If my brain is only 80% sure that a remembered fact is accurate, I'm glad the result is "I don't know" when I try to remember it. People don't "remember more than they think", but the brain apparently stores a lot of junk that doesn't meet it's built-in (or trained) criteria for proper remembrance. Big surprise there...
What would be interesting is to see how the level of certainty needed to remember something changes over time and whether it is actually something that is taught or inherently built into the brain's structure.
Don't you think?
They remember me when they need a ride to and from the airport, but they can't remember to pay me back the money they've borrowed.
"Ante el vicio de pedir, la virtud de no dar."
My English try: "When asking becomes a vice, not giving becomes a virtue."
Set your phasers on "funky"!
Is it possible to remember more than you think? Put differently can you recall something you haven't previously thought about?
there are known knowns, unknown knowns, known unknowns and unknown unknowns.
if your life is such a big joke then why should I care?
I found that sometimes when I have studied for a test, but still don't know the answer, a guess is often right. Maybe I actually remember it?
I remember reading about this in my last life...
FTFY>
They say more than they remember...
Couldn't read the article, was the right answer none of them that 80% got right?
Most people do many other things more than they think. In fact, thinking is probably one of those activities people do least.
That is all.
I am a scientist (i.e., experimental psychologist) who studies human memory. What is described here is simply the difference between a recall task and a recognition task. Roughly: in a recall task, you have to produce information from memory given some cue; in a recognition task, you are given the information and you have to judge whether it was previously encountered.

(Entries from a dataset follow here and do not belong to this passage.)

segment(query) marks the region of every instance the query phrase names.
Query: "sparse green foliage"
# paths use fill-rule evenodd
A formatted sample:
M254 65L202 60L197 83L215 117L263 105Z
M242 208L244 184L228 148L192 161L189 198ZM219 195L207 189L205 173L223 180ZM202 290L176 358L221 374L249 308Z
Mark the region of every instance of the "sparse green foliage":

It is extremely well-know and well-documented in the scientific literature that recognition performance is almost always better than recall performance. In everyday terms, you may not be able to recall the name of a childhood friend, but you may be able to recognize that name among a list of alternatives. The difference between recall and recognition performance is just one kind of demonstration that the entirety of information stored in human memory is indeed much greater than what can be accessed at any given time.
I read a fascinating book on the topic, called "Sleights of Mind: What the Neuroscience of Magic Reveals about Our Everyday Deceptions" - highly recommend it - the authors investigate what happens from a neurological perspective when magicians perform tricks, and also how we routinely deceive ourselves about the "reality" we think we perceive (deceptions which magicians routinely rely upon).
i used to do a trick where i would pick out the ace of spades and shuffle it into the deck until i didn't know where it was. then i would rifle through the deck and pick one out intuitively. i got the ace of spades on the first try about 3/4 of the time. the rest of the time i would get the other aces first. I guess my unconscious didn't know the difference.
This isn't science. Psychology is pure voodoo, plain and simple. The mind and brain cannot be explained by the scientific method.
Stick to rigid, respectable fields like physics.
Actually, this has already been studied. If you give an Alzheimer's patient a puzzle everyday, they will consistently get faster and faster at solving the puzzle despite not being able to recall ever seeing the puzzle in the first place, let alone multiple times.